Government data also has distinct requirements and concerns regarding data security and value, differing from other types of data.
Therefore, in the chain of data governance, trading, and circulation, different participants must undertake distinct data governance tasks based on their specific needs and characteristics to jointly construct a data governance ecosystem.
05
High data “maturity” in the financial industry
Lingyi Finance: Many financial institutions and fintech companies are advancing the development and innovation of financial large models. The financial industry is characterized by high data density and sensitivity. Regarding financial data management, what is the current overall situation, and is it prepared for the development of financial large models? Do you have any suggestions?
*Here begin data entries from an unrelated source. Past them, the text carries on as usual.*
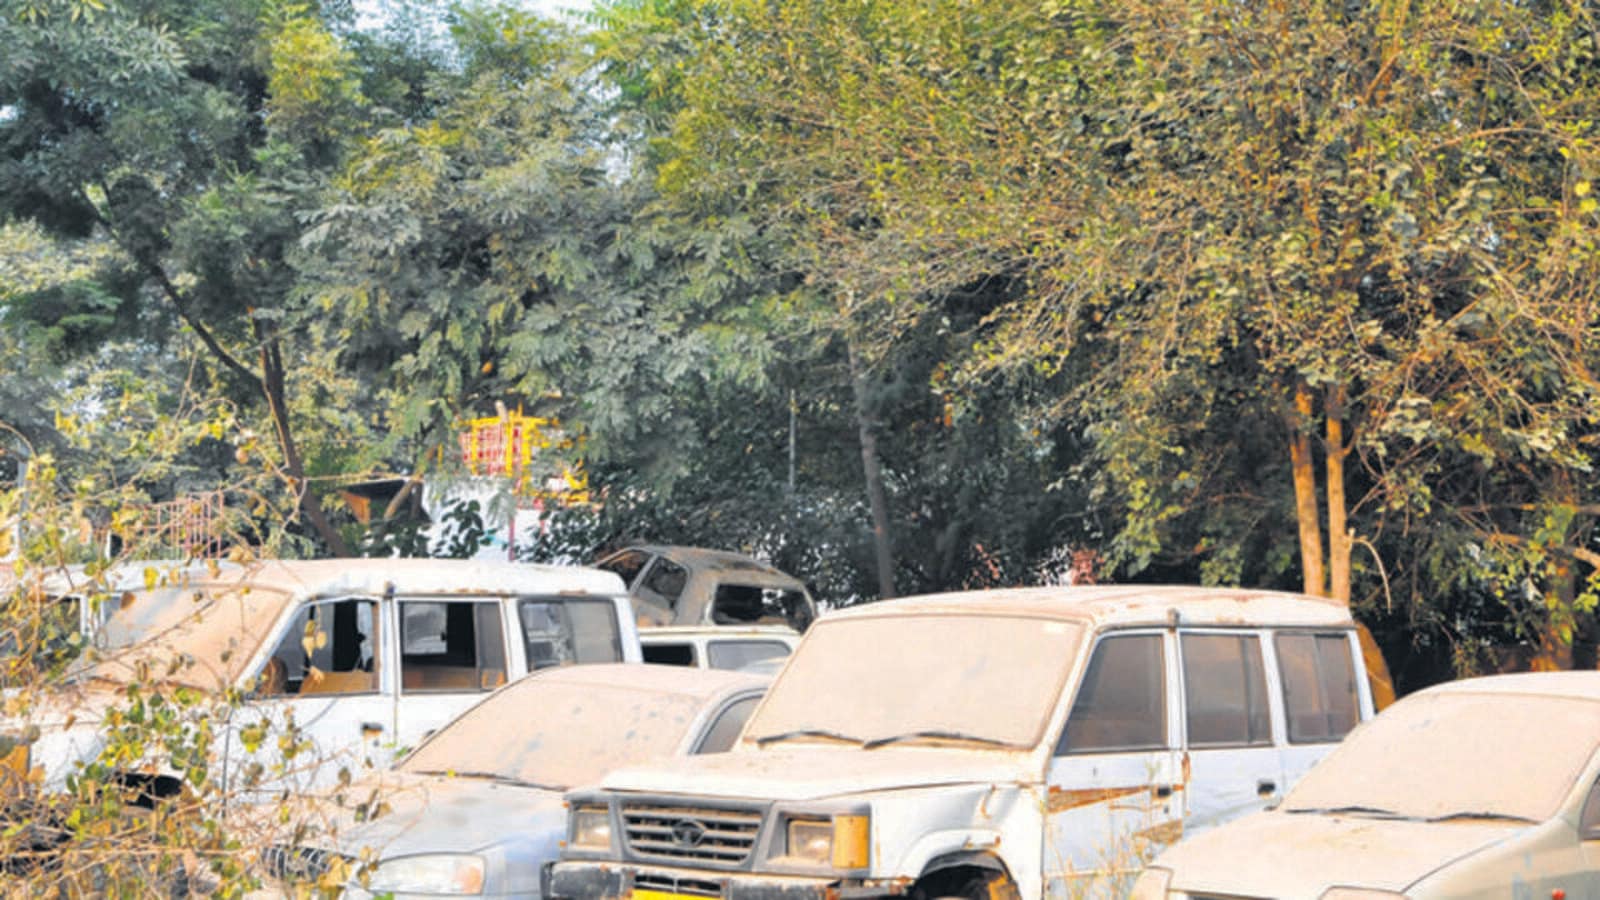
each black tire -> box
[915,868,1018,900]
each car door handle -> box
[1257,779,1277,796]
[1155,785,1173,798]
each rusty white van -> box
[550,585,1376,899]
[1,558,636,805]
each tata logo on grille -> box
[671,819,708,848]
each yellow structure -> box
[457,410,590,507]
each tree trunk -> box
[260,334,352,557]
[1325,385,1352,604]
[1292,381,1396,708]
[1289,382,1326,597]
[848,340,896,600]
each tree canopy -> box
[5,0,1600,686]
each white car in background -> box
[261,664,768,898]
[639,626,799,672]
[1133,671,1600,900]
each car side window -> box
[1181,633,1272,747]
[642,642,697,666]
[706,640,791,671]
[696,696,761,754]
[259,598,378,696]
[399,600,507,692]
[1058,633,1167,754]
[517,598,623,669]
[597,550,650,588]
[1581,778,1600,838]
[640,559,688,609]
[1275,632,1359,743]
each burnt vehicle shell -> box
[594,546,817,632]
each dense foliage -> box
[4,0,1599,688]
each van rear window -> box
[1276,632,1359,743]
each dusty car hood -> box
[1159,810,1526,896]
[600,747,1036,801]
[298,772,568,859]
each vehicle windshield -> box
[744,613,1083,749]
[399,677,707,789]
[69,584,290,691]
[1283,691,1600,822]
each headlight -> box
[365,853,485,895]
[1129,866,1172,899]
[1321,890,1410,900]
[787,818,833,864]
[785,814,869,869]
[569,805,613,851]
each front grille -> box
[620,803,763,866]
[261,843,347,883]
[634,872,724,897]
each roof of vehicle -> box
[638,625,802,642]
[825,584,1354,630]
[197,557,626,598]
[1418,670,1600,701]
[613,545,807,585]
[515,661,770,699]
[80,558,627,690]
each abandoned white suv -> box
[551,585,1376,899]
[3,558,636,805]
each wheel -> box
[914,868,1020,900]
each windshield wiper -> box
[861,730,1020,750]
[753,728,866,747]
[1425,810,1538,824]
[1285,804,1415,820]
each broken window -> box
[1059,634,1167,754]
[639,559,688,609]
[596,550,651,588]
[517,597,622,670]
[711,585,812,630]
[706,639,790,671]
[260,598,378,696]
[1181,633,1271,747]
[399,600,507,692]
[642,642,696,666]
[1276,632,1359,743]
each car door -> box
[1176,629,1283,834]
[225,596,394,802]
[1045,630,1182,897]
[390,595,511,752]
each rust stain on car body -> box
[1046,785,1178,813]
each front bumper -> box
[548,861,901,900]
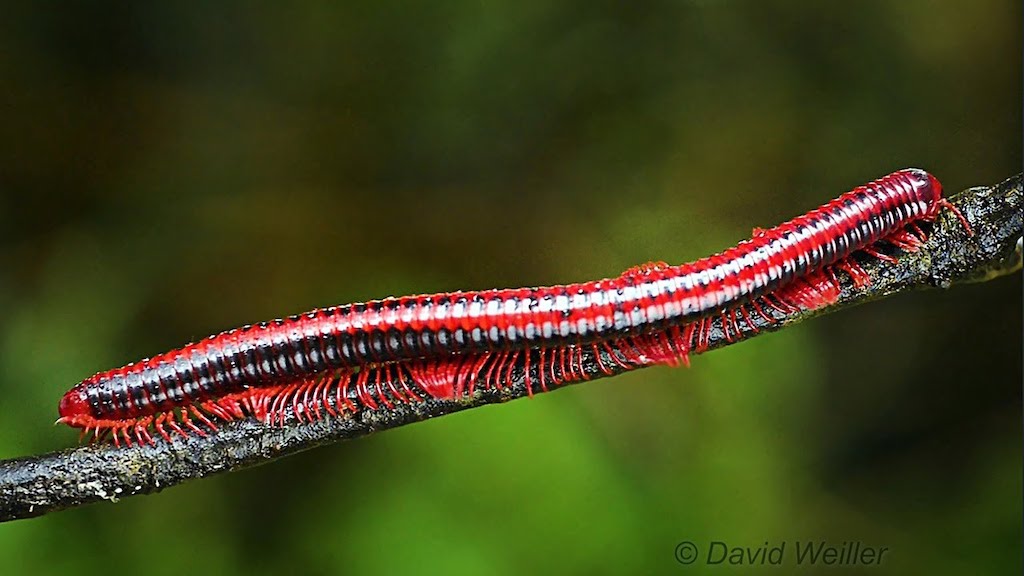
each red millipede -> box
[58,168,972,446]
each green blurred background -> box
[0,2,1020,574]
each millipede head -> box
[57,387,91,428]
[902,168,972,235]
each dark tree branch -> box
[1,174,1020,523]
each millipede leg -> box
[591,342,614,376]
[836,258,870,288]
[909,222,928,242]
[537,348,548,392]
[862,246,898,264]
[190,405,218,432]
[372,368,395,409]
[398,366,424,402]
[154,413,172,443]
[749,299,774,324]
[383,365,408,405]
[502,350,519,390]
[887,230,923,251]
[179,408,208,438]
[355,370,377,410]
[135,419,155,447]
[523,348,534,397]
[202,400,232,422]
[165,414,188,439]
[119,426,132,447]
[574,346,588,381]
[737,305,757,334]
[938,198,973,235]
[318,377,338,417]
[602,340,632,370]
[549,346,562,385]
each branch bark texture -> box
[1,174,1020,522]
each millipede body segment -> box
[58,168,971,446]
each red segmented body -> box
[58,168,971,444]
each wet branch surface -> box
[1,174,1020,522]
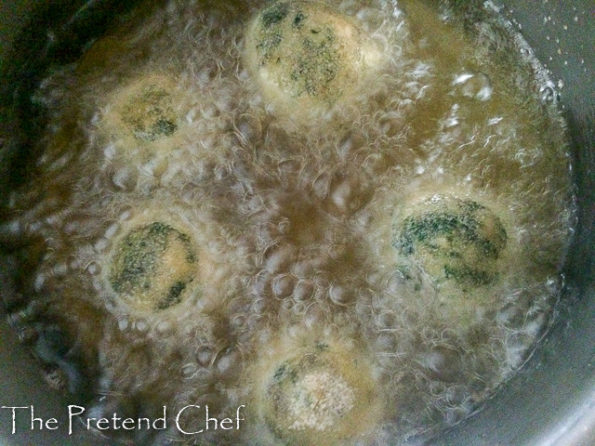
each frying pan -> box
[0,1,593,445]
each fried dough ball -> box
[245,1,380,114]
[118,84,177,142]
[254,338,382,445]
[394,195,508,292]
[108,221,197,311]
[99,74,183,151]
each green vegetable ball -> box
[245,1,380,112]
[109,222,196,311]
[394,195,507,292]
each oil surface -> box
[0,0,575,445]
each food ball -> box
[393,195,508,292]
[119,84,177,142]
[259,341,381,445]
[108,221,197,311]
[245,1,380,113]
[100,74,181,147]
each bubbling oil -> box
[0,0,575,445]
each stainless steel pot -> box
[0,1,593,445]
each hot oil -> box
[0,0,575,444]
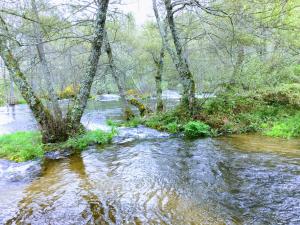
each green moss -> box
[0,132,43,162]
[0,129,116,162]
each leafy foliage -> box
[265,113,300,138]
[183,121,211,139]
[58,85,78,99]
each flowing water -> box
[0,100,299,224]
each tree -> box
[153,0,196,112]
[103,30,135,120]
[0,0,110,143]
[30,0,62,118]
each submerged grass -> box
[0,129,116,162]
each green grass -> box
[0,129,116,162]
[59,129,116,150]
[264,113,300,138]
[0,132,43,162]
[133,86,300,139]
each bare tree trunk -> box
[152,0,177,64]
[2,59,8,104]
[0,41,68,142]
[152,46,165,112]
[9,74,15,105]
[228,45,244,90]
[30,0,62,119]
[103,31,134,120]
[154,0,196,112]
[164,0,196,112]
[66,0,110,131]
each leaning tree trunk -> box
[0,42,68,142]
[0,0,110,143]
[0,16,69,143]
[103,30,134,120]
[66,0,110,132]
[30,0,62,119]
[228,45,244,90]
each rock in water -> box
[0,159,41,183]
[162,90,181,99]
[96,94,120,101]
[113,125,169,144]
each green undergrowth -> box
[0,132,43,162]
[0,129,116,162]
[119,84,300,139]
[264,112,300,138]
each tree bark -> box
[30,0,62,119]
[66,0,110,131]
[155,0,196,112]
[0,0,110,143]
[9,74,15,105]
[2,59,8,104]
[228,45,244,89]
[128,98,152,117]
[152,46,165,112]
[164,0,196,111]
[103,30,134,120]
[0,41,69,142]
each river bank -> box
[128,87,300,139]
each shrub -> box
[58,85,78,99]
[184,121,211,139]
[265,113,300,138]
[260,84,300,107]
[0,132,44,162]
[164,122,181,133]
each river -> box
[0,100,299,224]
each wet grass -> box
[265,112,300,138]
[120,87,300,139]
[0,132,43,162]
[0,129,116,162]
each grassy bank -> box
[0,129,116,162]
[118,84,300,139]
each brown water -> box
[0,102,300,224]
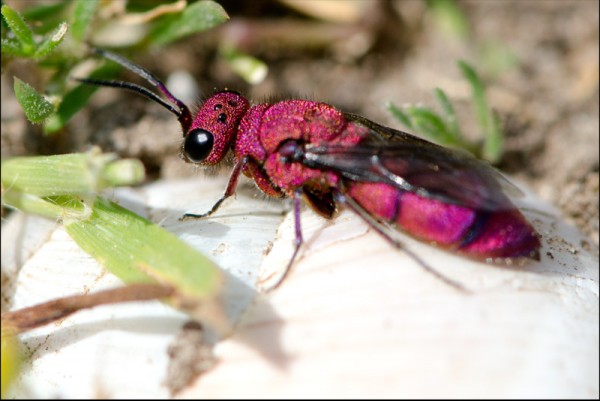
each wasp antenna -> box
[90,48,193,131]
[74,77,182,118]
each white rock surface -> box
[2,175,598,398]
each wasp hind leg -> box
[334,192,471,293]
[263,188,305,291]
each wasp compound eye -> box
[184,129,214,163]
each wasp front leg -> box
[179,158,246,221]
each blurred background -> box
[1,0,598,246]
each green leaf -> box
[427,0,470,40]
[221,47,268,84]
[13,77,55,124]
[386,102,414,129]
[481,113,503,163]
[1,149,143,221]
[433,87,460,136]
[406,106,454,144]
[1,152,228,332]
[43,84,94,133]
[70,0,99,42]
[44,63,119,134]
[388,63,498,160]
[33,22,67,59]
[1,5,36,54]
[65,197,223,295]
[1,148,145,199]
[479,39,519,77]
[459,60,503,162]
[1,332,22,398]
[22,2,70,35]
[149,0,229,45]
[1,38,28,57]
[458,61,487,128]
[65,196,229,332]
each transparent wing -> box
[302,113,522,212]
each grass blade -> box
[70,0,98,42]
[386,102,414,129]
[433,87,460,135]
[1,148,144,197]
[65,197,229,331]
[459,60,503,162]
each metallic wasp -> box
[79,49,540,288]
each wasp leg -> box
[335,192,471,293]
[179,158,247,221]
[267,188,304,291]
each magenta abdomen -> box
[347,182,540,259]
[458,210,541,259]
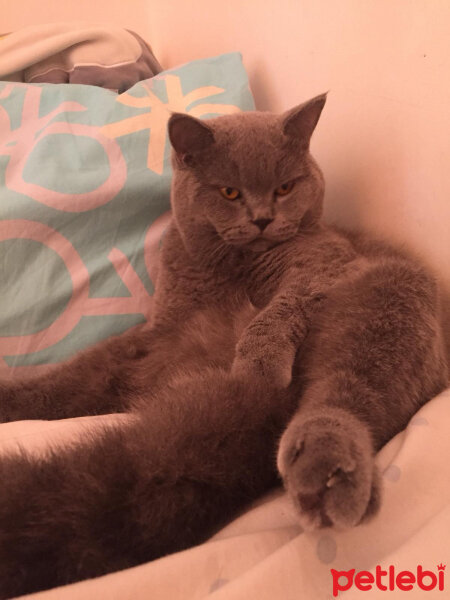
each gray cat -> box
[0,94,447,598]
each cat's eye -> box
[220,187,241,200]
[275,181,295,196]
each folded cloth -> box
[0,22,162,92]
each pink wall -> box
[1,0,150,39]
[148,0,450,295]
[3,1,450,294]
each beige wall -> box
[3,1,450,292]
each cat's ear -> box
[282,93,327,146]
[168,113,215,164]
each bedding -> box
[1,386,449,599]
[0,23,162,91]
[0,52,254,377]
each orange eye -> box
[275,181,295,196]
[220,187,241,200]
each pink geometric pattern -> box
[102,74,241,174]
[0,84,127,212]
[0,217,167,372]
[0,53,254,375]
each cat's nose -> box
[252,218,273,231]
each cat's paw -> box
[277,409,380,530]
[231,334,296,389]
[231,353,293,389]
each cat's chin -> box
[245,238,280,252]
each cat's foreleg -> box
[231,286,324,389]
[0,325,165,422]
[230,257,361,388]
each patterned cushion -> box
[0,53,255,374]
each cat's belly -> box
[168,301,259,372]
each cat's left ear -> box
[282,93,327,147]
[168,113,215,165]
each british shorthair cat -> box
[0,94,447,598]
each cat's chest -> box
[245,245,294,305]
[245,232,352,305]
[157,227,357,318]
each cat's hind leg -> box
[0,369,294,598]
[278,257,448,529]
[0,302,256,423]
[0,325,170,422]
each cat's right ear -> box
[282,93,327,148]
[168,113,215,166]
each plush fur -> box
[0,94,447,598]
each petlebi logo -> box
[331,564,445,596]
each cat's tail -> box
[0,369,294,599]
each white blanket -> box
[2,388,449,600]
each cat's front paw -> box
[231,335,296,389]
[231,353,292,389]
[277,409,380,530]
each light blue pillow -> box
[0,52,255,373]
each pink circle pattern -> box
[0,219,165,364]
[0,84,166,374]
[0,84,127,211]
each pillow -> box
[0,52,255,375]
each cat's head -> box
[168,94,326,253]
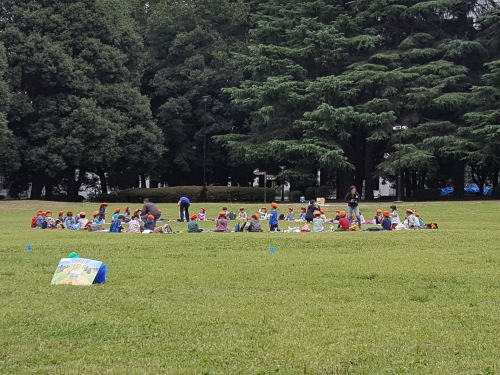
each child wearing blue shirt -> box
[269,202,279,231]
[144,215,156,231]
[381,211,392,230]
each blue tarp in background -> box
[440,186,491,196]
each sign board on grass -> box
[51,258,103,286]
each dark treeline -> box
[0,0,498,200]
Expert from the National Computer Test Center:
The financial industry is currently demonstrating a positive trend in data management. It is recommended to continue improving and enhancing data management efforts while actively exploring the development of financial large models.
Based on national DCMM implementation statistics, although the financial industry has a relatively small number of enterprises, over half of financial enterprises that have obtained DCMM certificates are at Level 3 or above, and several banks have achieved the highest Level 5. The average data governance capability of the financial industry is leading nationally.
Financial enterprises score highly in data governance platform construction and data analysis application development. In the area of data security, where other industries generally perform poorly, the financial industry exhibits a high level of data management awareness and capabilities due to its unique characteristics.
Even the DCMM national standard itself drew on China's financial industry's data governance practices during its initial drafting phase.
Strong industry regulation, a solid digital foundation, and a strong demand for data governance, coupled with the organizational structure of group companies and subsidiaries represented by banks, provide continuous impetus and resource guarantees for implementing data management tasks across financial institutions and levels.
The financial data industry can leverage its strengths, with industry leaders serving as exemplary cases, to comprehensively enhance the industry's data management level while continuing to improve data governance outcomes in terms of data standards, quality, and open sharing.
Strengthen data factor ecosystem cooperation, actively innovate and practice, and explore the development of financial large models suited to industry characteristics and development needs.